Maria Welker absolvierte ihre Ausbildung bei der Trageschule Hamburg. Sie bietet Trageberatungen in Marburg, Gießen sowie online an, mit Fokus auf eine individuelle, bindungsorientierte Beratung zu Tragetüchern und Tragehilfen – ohne strenge Dogmen und darauf ausgerichtet, gemeinsam die passende und komfortable Lösung für Eltern und Baby zu finden.


Frau Welker, wie sieht das Berufsfeld einer Trageberaterin aus? Welche Angebote bieten Sie Eltern konkret und wie sieht Ihr Berufsalltag aus?
Eine Trageberaterin hat in der Regel eine fundierte Ausbildung an einer Trageschule absolviert. Dort werden alle wichtigen Grundlagen rund um das Babytragen vermittelt. Dazu gehören unter anderem die kindliche Entwicklungsphysiologie, ergonomisches Tragen, die Eltern-Kind-Beziehung, Tragen in besonderen Situationen wie das Tragen von Zwillingen oder bei Kindern mit besonderen Bedürfnissen sowie Themen wie Bedürfnisse und Bindungsaufbau. Auch die besondere Zeit rund um Schwangerschaft, Geburt und Wochenbett spielt dabei eine wichtige Rolle.
Als Trageberaterin begleiten wir Familien oft ganz nah im Alltag. Viele Beratungen finden direkt im Zuhause der Eltern statt, manche Kolleginnen und Kollegen arbeiten auch in eigenen Studios oder Beratungsräumen. Gemeinsam schauen wir: Was entlastet euch wirklich im Alltag? Denn jede Familie ist anders und bringt individuelle Bedürfnisse und Lebenssituationen mit. Genau darauf wird die Beratung abgestimmt. Im Grunde sind wir Trageberaterinnen das Bindeglied zwischen der großen Vielfalt an Trageprodukten auf dem Markt und den tatsächlichen Bedürfnissen der Eltern.
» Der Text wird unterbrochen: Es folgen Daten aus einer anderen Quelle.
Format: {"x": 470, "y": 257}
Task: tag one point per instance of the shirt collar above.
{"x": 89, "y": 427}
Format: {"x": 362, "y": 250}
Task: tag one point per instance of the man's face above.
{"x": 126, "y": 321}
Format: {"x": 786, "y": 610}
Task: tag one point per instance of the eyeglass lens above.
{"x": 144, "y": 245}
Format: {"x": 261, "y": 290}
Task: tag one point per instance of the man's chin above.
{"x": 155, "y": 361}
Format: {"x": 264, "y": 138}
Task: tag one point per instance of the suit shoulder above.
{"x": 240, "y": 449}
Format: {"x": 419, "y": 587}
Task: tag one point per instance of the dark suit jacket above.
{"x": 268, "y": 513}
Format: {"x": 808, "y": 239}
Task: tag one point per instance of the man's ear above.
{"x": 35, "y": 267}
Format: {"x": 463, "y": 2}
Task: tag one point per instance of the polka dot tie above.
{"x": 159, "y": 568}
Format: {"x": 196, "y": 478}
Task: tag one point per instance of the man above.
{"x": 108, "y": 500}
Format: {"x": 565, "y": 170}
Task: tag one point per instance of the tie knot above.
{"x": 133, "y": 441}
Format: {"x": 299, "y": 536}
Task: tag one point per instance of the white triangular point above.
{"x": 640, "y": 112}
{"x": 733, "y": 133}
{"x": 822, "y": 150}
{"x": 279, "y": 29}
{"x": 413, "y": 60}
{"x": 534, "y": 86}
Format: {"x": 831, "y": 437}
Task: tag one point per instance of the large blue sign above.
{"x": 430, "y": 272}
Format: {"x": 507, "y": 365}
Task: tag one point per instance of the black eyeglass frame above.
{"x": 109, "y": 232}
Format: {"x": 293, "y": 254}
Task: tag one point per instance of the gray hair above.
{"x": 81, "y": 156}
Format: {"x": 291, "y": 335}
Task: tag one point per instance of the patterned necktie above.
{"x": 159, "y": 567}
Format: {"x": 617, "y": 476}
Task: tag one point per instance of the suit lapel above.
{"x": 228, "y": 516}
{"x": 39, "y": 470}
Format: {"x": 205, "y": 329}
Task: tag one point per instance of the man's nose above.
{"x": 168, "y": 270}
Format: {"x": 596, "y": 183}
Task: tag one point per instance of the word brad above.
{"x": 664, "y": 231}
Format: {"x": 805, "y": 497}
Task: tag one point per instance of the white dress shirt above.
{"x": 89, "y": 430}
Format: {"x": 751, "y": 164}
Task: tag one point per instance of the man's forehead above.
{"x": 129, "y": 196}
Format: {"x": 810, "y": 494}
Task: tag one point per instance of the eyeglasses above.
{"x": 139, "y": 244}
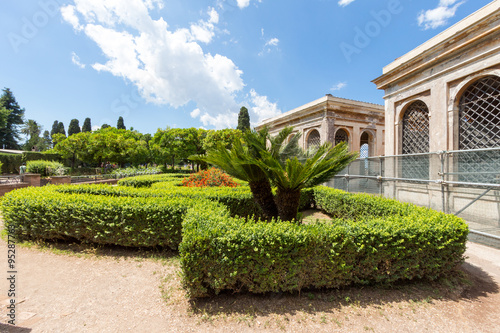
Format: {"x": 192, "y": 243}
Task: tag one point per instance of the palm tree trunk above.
{"x": 288, "y": 203}
{"x": 263, "y": 196}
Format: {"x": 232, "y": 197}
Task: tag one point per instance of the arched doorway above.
{"x": 341, "y": 136}
{"x": 313, "y": 139}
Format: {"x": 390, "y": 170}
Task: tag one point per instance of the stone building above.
{"x": 333, "y": 119}
{"x": 443, "y": 97}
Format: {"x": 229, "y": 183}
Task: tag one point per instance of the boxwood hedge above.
{"x": 44, "y": 213}
{"x": 222, "y": 247}
{"x": 219, "y": 252}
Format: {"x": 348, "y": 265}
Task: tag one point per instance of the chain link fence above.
{"x": 464, "y": 182}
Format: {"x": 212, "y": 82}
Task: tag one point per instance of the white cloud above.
{"x": 343, "y": 3}
{"x": 76, "y": 60}
{"x": 269, "y": 45}
{"x": 195, "y": 113}
{"x": 203, "y": 31}
{"x": 167, "y": 66}
{"x": 338, "y": 86}
{"x": 439, "y": 16}
{"x": 261, "y": 108}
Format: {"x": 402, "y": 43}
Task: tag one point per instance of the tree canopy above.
{"x": 74, "y": 127}
{"x": 14, "y": 114}
{"x": 243, "y": 120}
{"x": 87, "y": 126}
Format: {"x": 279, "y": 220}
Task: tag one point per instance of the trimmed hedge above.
{"x": 43, "y": 213}
{"x": 219, "y": 252}
{"x": 148, "y": 180}
{"x": 223, "y": 247}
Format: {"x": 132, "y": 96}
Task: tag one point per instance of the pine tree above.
{"x": 243, "y": 120}
{"x": 74, "y": 127}
{"x": 87, "y": 127}
{"x": 9, "y": 135}
{"x": 60, "y": 128}
{"x": 120, "y": 124}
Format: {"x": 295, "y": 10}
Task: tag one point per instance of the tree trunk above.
{"x": 263, "y": 196}
{"x": 288, "y": 203}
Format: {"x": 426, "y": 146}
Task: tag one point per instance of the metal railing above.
{"x": 461, "y": 182}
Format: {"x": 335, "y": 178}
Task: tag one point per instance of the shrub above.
{"x": 219, "y": 252}
{"x": 45, "y": 168}
{"x": 209, "y": 178}
{"x": 132, "y": 171}
{"x": 146, "y": 180}
{"x": 43, "y": 213}
{"x": 11, "y": 163}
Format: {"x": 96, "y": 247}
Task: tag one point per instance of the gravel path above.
{"x": 125, "y": 292}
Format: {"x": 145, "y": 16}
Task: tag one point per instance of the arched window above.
{"x": 341, "y": 136}
{"x": 314, "y": 139}
{"x": 364, "y": 151}
{"x": 479, "y": 115}
{"x": 416, "y": 129}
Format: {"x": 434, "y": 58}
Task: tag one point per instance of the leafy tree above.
{"x": 60, "y": 128}
{"x": 243, "y": 120}
{"x": 4, "y": 114}
{"x": 74, "y": 127}
{"x": 46, "y": 141}
{"x": 263, "y": 160}
{"x": 73, "y": 147}
{"x": 226, "y": 137}
{"x": 120, "y": 124}
{"x": 87, "y": 127}
{"x": 9, "y": 134}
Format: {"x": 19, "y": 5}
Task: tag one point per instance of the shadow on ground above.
{"x": 13, "y": 329}
{"x": 109, "y": 251}
{"x": 469, "y": 283}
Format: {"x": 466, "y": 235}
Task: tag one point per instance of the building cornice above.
{"x": 443, "y": 46}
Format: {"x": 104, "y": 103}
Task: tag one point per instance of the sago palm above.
{"x": 263, "y": 160}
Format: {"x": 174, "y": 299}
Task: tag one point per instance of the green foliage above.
{"x": 223, "y": 247}
{"x": 147, "y": 180}
{"x": 219, "y": 252}
{"x": 243, "y": 120}
{"x": 225, "y": 137}
{"x": 12, "y": 162}
{"x": 120, "y": 124}
{"x": 42, "y": 213}
{"x": 45, "y": 168}
{"x": 87, "y": 126}
{"x": 12, "y": 115}
{"x": 74, "y": 127}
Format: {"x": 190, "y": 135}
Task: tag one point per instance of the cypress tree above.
{"x": 9, "y": 135}
{"x": 60, "y": 128}
{"x": 243, "y": 120}
{"x": 87, "y": 127}
{"x": 120, "y": 124}
{"x": 74, "y": 127}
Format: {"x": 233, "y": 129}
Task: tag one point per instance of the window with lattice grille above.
{"x": 415, "y": 140}
{"x": 341, "y": 136}
{"x": 479, "y": 124}
{"x": 313, "y": 139}
{"x": 416, "y": 129}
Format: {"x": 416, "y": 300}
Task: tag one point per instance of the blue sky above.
{"x": 194, "y": 63}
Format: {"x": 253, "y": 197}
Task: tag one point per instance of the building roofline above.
{"x": 432, "y": 44}
{"x": 323, "y": 100}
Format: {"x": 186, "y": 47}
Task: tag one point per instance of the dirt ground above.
{"x": 75, "y": 288}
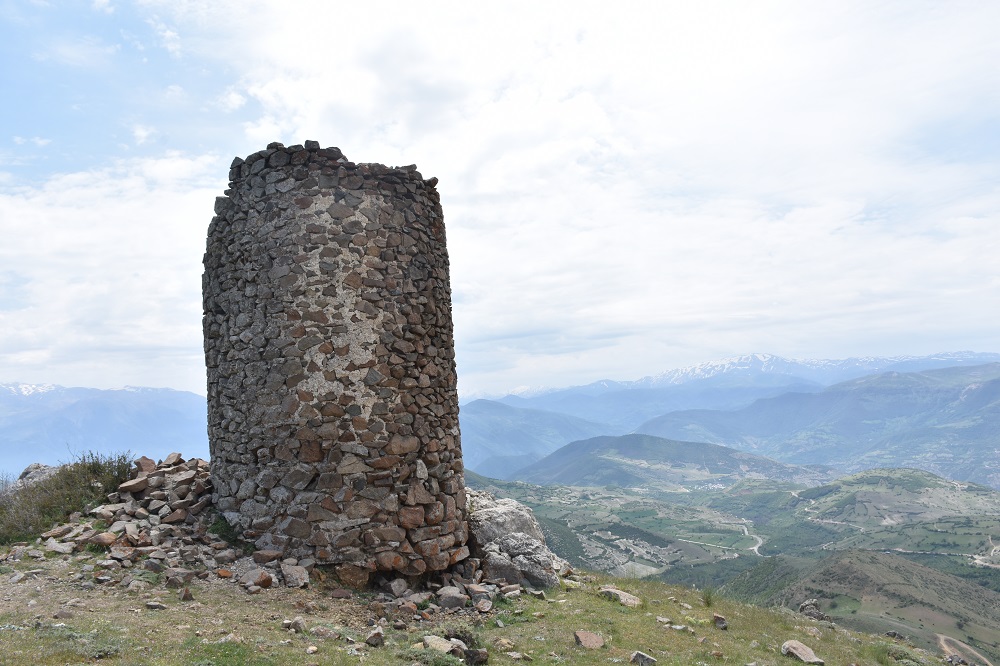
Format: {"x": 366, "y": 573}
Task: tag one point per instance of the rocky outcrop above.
{"x": 33, "y": 473}
{"x": 800, "y": 651}
{"x": 510, "y": 543}
{"x": 810, "y": 608}
{"x": 333, "y": 410}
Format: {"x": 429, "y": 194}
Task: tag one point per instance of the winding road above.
{"x": 951, "y": 645}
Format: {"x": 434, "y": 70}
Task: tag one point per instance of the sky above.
{"x": 627, "y": 188}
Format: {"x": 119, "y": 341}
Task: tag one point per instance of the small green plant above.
{"x": 37, "y": 507}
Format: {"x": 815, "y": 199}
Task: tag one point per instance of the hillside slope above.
{"x": 944, "y": 421}
{"x": 874, "y": 591}
{"x": 498, "y": 439}
{"x": 663, "y": 464}
{"x": 52, "y": 424}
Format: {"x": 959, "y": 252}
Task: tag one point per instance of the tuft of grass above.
{"x": 222, "y": 529}
{"x": 86, "y": 481}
Gibt es bestimmte Seminare, die Sie anbieten? Und finden die eher als Hausbesuche oder in einer Praxis statt?
In meinem Fall biete ich vor allem Hausbesuche an. Ich komme direkt zu den Familien ins Wochenbett – was gerade in der ersten Zeit eine große Entlastung sein kann, weil die Beratung in der vertrauten Umgebung stattfindet.Zusätzlich gebe ich Trage-Workshops, zum Beispiel schon in der Schwangerschaft. Diese finden häufig in Hebammenpraxen statt, gemeinsam mit werdenden Eltern. Dort ist Raum für die theoretischen Grundlagen: Warum tragen? Wann kann man beginnen? Und weshalb ist Nähe für Babys so wichtig? Gerade für Ersteltern ist das oft sehr hilfreich. Viele wissen noch nicht, dass ihr Baby vielleicht gar nicht gern im Kinderwagen oder im Babynest liegt, sondern vor allem die Nähe am Körper braucht und dass dieses Bedürfnis ganz normal ist. Später biete ich auch Workshops zum Rückentragen an. So entstehen verschiedene Angebote, die Familien in unterschiedlichen Lebensphasen begleiten und unterstützen.
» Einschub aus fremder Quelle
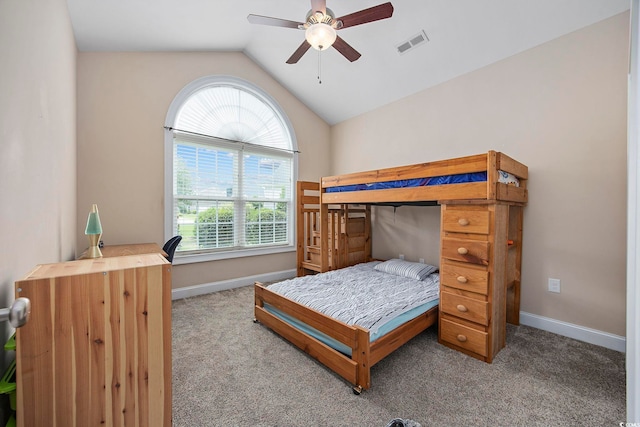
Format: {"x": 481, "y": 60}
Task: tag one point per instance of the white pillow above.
{"x": 413, "y": 270}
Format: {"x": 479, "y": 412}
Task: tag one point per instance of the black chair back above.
{"x": 171, "y": 246}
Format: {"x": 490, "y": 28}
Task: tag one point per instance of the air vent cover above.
{"x": 413, "y": 42}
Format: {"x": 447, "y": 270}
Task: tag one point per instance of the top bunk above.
{"x": 492, "y": 176}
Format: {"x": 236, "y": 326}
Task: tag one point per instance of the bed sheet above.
{"x": 359, "y": 295}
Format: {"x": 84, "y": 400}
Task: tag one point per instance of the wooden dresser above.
{"x": 97, "y": 347}
{"x": 480, "y": 258}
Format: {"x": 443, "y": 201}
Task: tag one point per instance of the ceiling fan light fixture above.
{"x": 320, "y": 36}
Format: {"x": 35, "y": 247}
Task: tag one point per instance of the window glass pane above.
{"x": 233, "y": 114}
{"x": 266, "y": 223}
{"x": 228, "y": 192}
{"x": 267, "y": 177}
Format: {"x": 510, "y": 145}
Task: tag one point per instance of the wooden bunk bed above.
{"x": 481, "y": 248}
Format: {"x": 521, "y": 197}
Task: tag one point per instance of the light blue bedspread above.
{"x": 363, "y": 296}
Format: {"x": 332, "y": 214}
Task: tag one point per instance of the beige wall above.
{"x": 560, "y": 108}
{"x": 37, "y": 139}
{"x": 123, "y": 99}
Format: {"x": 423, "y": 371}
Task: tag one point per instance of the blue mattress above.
{"x": 336, "y": 345}
{"x": 416, "y": 182}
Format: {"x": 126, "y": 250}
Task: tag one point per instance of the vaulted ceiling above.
{"x": 463, "y": 35}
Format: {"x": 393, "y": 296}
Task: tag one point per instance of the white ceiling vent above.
{"x": 413, "y": 42}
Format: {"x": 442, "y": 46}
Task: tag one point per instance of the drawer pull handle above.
{"x": 462, "y": 308}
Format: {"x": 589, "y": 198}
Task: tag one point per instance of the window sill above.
{"x": 215, "y": 256}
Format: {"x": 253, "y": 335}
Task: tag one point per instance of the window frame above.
{"x": 174, "y": 108}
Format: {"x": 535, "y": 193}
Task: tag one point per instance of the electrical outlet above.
{"x": 554, "y": 285}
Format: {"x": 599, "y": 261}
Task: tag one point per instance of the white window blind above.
{"x": 232, "y": 173}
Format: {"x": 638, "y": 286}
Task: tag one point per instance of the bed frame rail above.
{"x": 364, "y": 354}
{"x": 329, "y": 236}
{"x": 355, "y": 370}
{"x": 491, "y": 162}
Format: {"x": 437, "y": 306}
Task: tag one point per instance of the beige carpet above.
{"x": 229, "y": 371}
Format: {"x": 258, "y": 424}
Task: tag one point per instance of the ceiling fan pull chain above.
{"x": 319, "y": 67}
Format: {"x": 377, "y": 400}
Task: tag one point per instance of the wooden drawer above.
{"x": 466, "y": 221}
{"x": 464, "y": 307}
{"x": 474, "y": 251}
{"x": 464, "y": 276}
{"x": 465, "y": 337}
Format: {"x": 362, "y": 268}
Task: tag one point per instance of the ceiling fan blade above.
{"x": 275, "y": 22}
{"x": 375, "y": 13}
{"x": 319, "y": 5}
{"x": 346, "y": 50}
{"x": 304, "y": 47}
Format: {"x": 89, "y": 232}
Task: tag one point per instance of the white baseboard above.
{"x": 207, "y": 288}
{"x": 580, "y": 333}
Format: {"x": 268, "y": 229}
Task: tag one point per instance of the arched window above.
{"x": 230, "y": 166}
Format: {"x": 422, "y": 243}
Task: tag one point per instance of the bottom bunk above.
{"x": 350, "y": 319}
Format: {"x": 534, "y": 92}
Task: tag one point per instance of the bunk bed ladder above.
{"x": 346, "y": 240}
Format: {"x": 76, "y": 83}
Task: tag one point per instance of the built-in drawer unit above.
{"x": 470, "y": 339}
{"x": 472, "y": 309}
{"x": 475, "y": 263}
{"x": 464, "y": 276}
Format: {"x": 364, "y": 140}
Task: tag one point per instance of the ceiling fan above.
{"x": 321, "y": 24}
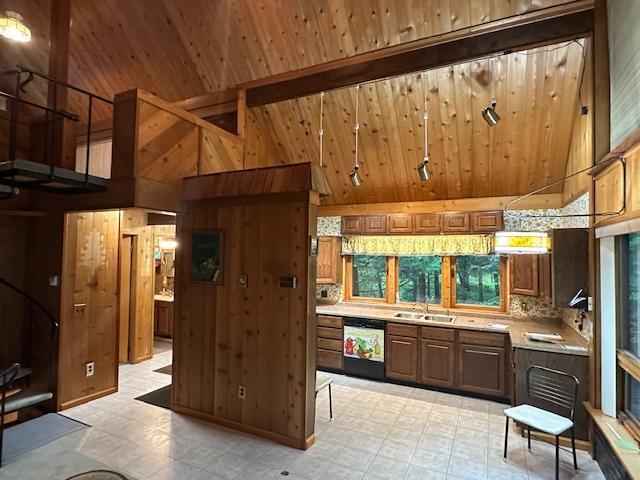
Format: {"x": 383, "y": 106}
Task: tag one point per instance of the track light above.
{"x": 423, "y": 169}
{"x": 355, "y": 177}
{"x": 490, "y": 115}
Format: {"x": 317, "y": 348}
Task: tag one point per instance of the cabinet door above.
{"x": 486, "y": 221}
{"x": 437, "y": 364}
{"x": 400, "y": 223}
{"x": 523, "y": 270}
{"x": 456, "y": 223}
{"x": 328, "y": 260}
{"x": 481, "y": 369}
{"x": 401, "y": 358}
{"x": 375, "y": 224}
{"x": 427, "y": 223}
{"x": 352, "y": 225}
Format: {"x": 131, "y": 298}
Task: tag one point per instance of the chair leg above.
{"x": 557, "y": 457}
{"x": 573, "y": 446}
{"x": 506, "y": 437}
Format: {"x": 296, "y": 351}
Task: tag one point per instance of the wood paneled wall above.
{"x": 263, "y": 336}
{"x": 89, "y": 307}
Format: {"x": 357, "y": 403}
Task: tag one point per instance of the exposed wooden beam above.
{"x": 536, "y": 28}
{"x": 550, "y": 200}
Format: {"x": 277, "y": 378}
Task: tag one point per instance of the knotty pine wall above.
{"x": 262, "y": 337}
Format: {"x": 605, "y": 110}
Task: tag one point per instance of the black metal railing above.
{"x": 24, "y": 76}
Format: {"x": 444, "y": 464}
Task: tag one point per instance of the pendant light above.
{"x": 490, "y": 115}
{"x": 354, "y": 176}
{"x": 423, "y": 166}
{"x": 12, "y": 27}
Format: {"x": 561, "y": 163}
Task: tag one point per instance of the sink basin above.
{"x": 412, "y": 316}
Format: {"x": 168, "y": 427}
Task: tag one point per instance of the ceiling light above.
{"x": 522, "y": 242}
{"x": 423, "y": 169}
{"x": 11, "y": 27}
{"x": 355, "y": 177}
{"x": 490, "y": 115}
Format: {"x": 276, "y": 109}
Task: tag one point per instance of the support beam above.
{"x": 541, "y": 27}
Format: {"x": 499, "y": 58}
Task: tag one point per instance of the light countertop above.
{"x": 573, "y": 342}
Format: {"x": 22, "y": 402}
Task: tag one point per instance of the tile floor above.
{"x": 380, "y": 431}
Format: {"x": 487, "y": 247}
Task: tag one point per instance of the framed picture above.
{"x": 207, "y": 256}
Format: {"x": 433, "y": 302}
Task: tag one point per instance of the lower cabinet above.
{"x": 401, "y": 358}
{"x": 482, "y": 369}
{"x": 437, "y": 363}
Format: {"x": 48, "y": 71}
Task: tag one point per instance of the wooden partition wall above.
{"x": 260, "y": 336}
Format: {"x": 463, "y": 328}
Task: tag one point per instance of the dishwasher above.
{"x": 363, "y": 348}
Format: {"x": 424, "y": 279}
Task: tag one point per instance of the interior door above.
{"x": 126, "y": 247}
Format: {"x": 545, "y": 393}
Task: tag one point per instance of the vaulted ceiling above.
{"x": 179, "y": 49}
{"x": 536, "y": 91}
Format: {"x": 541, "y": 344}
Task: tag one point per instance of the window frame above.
{"x": 448, "y": 286}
Sie haben das Stichwort Hebamme erwähnt, arbeiten Sie da aktiv zusammen?
Ja, genau. Es gibt auch Hebammen, die selbst Trageberaterin sind. Grundsätzlich hängt es immer von den persönlichen Schwerpunkten ab. Manche Hebammen setzen ihren Fokus auf Stillberatung oder Beikost, andere auf das Thema Tragen. In meinem Fall arbeite ich mit Hebammen und Hebammenpraxen zusammen, die sagen: „Tragen finden wir super, aber das ist jetzt nicht so unser Fachgebiet.“ Dann holen sie externe Trageberaterinnen wie mich dazu, um ihr Praxisangebot zu erweitern und die Familien bestmöglich zu unterstützen.
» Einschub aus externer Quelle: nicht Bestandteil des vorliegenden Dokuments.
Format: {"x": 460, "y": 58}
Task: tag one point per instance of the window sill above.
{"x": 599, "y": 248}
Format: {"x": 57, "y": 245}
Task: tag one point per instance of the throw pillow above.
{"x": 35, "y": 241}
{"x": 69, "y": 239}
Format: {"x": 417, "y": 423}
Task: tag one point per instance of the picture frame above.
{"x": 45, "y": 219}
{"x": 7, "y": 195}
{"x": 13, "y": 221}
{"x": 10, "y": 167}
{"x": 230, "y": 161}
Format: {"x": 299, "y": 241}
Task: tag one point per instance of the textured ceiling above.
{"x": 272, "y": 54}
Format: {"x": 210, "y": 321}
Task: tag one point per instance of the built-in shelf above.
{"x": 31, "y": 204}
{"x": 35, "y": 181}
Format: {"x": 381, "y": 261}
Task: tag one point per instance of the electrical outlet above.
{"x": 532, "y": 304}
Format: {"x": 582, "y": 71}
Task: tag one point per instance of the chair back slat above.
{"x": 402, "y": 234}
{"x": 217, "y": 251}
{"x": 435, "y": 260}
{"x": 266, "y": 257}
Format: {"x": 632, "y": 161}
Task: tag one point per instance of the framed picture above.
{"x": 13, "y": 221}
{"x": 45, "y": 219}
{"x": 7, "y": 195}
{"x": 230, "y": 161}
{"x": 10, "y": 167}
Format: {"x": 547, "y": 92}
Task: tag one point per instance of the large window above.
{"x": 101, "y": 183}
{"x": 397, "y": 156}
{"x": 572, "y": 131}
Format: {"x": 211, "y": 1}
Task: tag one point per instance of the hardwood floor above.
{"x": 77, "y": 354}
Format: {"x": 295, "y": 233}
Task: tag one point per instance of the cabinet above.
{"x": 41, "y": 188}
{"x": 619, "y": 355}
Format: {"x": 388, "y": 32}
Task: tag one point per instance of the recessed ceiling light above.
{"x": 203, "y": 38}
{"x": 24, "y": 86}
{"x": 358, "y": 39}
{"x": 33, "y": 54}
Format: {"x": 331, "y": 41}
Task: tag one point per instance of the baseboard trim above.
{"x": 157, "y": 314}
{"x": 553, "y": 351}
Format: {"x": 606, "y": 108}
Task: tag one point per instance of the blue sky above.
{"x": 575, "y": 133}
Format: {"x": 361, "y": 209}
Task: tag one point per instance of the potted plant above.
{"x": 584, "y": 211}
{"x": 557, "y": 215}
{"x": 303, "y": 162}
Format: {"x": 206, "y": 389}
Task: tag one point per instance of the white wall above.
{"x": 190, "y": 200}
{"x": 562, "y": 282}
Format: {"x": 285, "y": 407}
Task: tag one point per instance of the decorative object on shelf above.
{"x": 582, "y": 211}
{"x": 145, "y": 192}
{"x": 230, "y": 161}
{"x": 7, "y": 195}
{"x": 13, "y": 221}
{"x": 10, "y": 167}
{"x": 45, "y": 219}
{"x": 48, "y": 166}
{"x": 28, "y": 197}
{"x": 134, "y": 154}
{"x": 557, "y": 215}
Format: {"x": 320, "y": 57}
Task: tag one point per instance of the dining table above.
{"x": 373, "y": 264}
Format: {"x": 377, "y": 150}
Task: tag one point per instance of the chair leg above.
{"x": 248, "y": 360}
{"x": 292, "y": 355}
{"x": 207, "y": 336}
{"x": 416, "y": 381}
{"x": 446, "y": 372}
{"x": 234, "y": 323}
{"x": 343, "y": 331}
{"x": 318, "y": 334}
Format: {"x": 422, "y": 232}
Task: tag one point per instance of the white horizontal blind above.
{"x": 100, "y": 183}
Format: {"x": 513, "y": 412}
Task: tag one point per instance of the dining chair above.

Worauf kommt es beim Tragen von Babys und Kleinkindern ganz besonders an? Was sind die wichtigsten Dos und Don’ts?
Ich sage immer, Tragen ist grundsätzlich nicht kompliziert, es gibt nur wenige Punkte, die besonders wichtig sind. Ganz konkret geht es um fünf Dinge. Die Atemwege des Babys müssen jederzeit frei bleiben, damit es ungehindert atmen kann. Der Rücken sollte gut gestützt sein, damit das Baby nicht zusammenfällt, und die Anhock-Spreizhaltung ist entscheidend für eine gesunde Hüftentwicklung. Außerdem sind Ergonomie und Komfort für die tragende Person wichtig, damit Mutter oder Vater das Baby tragen können, ohne Rückenprobleme oder Schmerzen zu bekommen. Ideal ist zudem eine aufrechte Trageposition, bei der das Baby aufrecht vor dem Körper sitzt und nicht liegend. Wer diese fünf Punkte beachtet, hat schon die halbe Miete und kann sicher und komfortabel tragen.

Ist das Tragen grundsätzlich für jedes Eltern-Kind-Paar geeignet oder gibt es Einschränkungen?
Das ist sehr, sehr selten der Fall. Die Vielfalt in den Familien ist Realität, und ich habe schon viele unterschiedliche Eltern-Kind-Paare begleitet. Zum Beispiel Väter mit Beinprothesen, Eltern im Rollstuhl, blinde Mütter oder Menschen mit körperlichen Einschränkungen wie einem künstlichen Zugang zum Darm. Auch diese Familien konnten problemlos tragen, und oft sind sie besonders tough. Ganz selten, gibt es gesundheitliche Risiken, etwa wenn jemand das Bewusstsein verlieren könnte. Solche Fälle müssen individuell geprüft werden, wobei die Eltern in der Regel selbst gut einschätzen können, ob Tragen für sie möglich ist. Im Durchschnitt gibt es kaum Situationen, in denen Tragen nicht geht.
Ich achte außerdem darauf, mögliche Hemmungen der Eltern wahrzunehmen und herauszufinden, ob es dafür Gründe gibt. Die Handgriffe beim Tragen lassen sich gut erlernen, und es gibt mittlerweile so viele Varianten, dass auch Eltern, die Schwierigkeiten beim Binden haben, die für sie einfachste und entlastendste Lösung finden können. So kann praktisch jede Familie eine geeignete Trageweise entdecken.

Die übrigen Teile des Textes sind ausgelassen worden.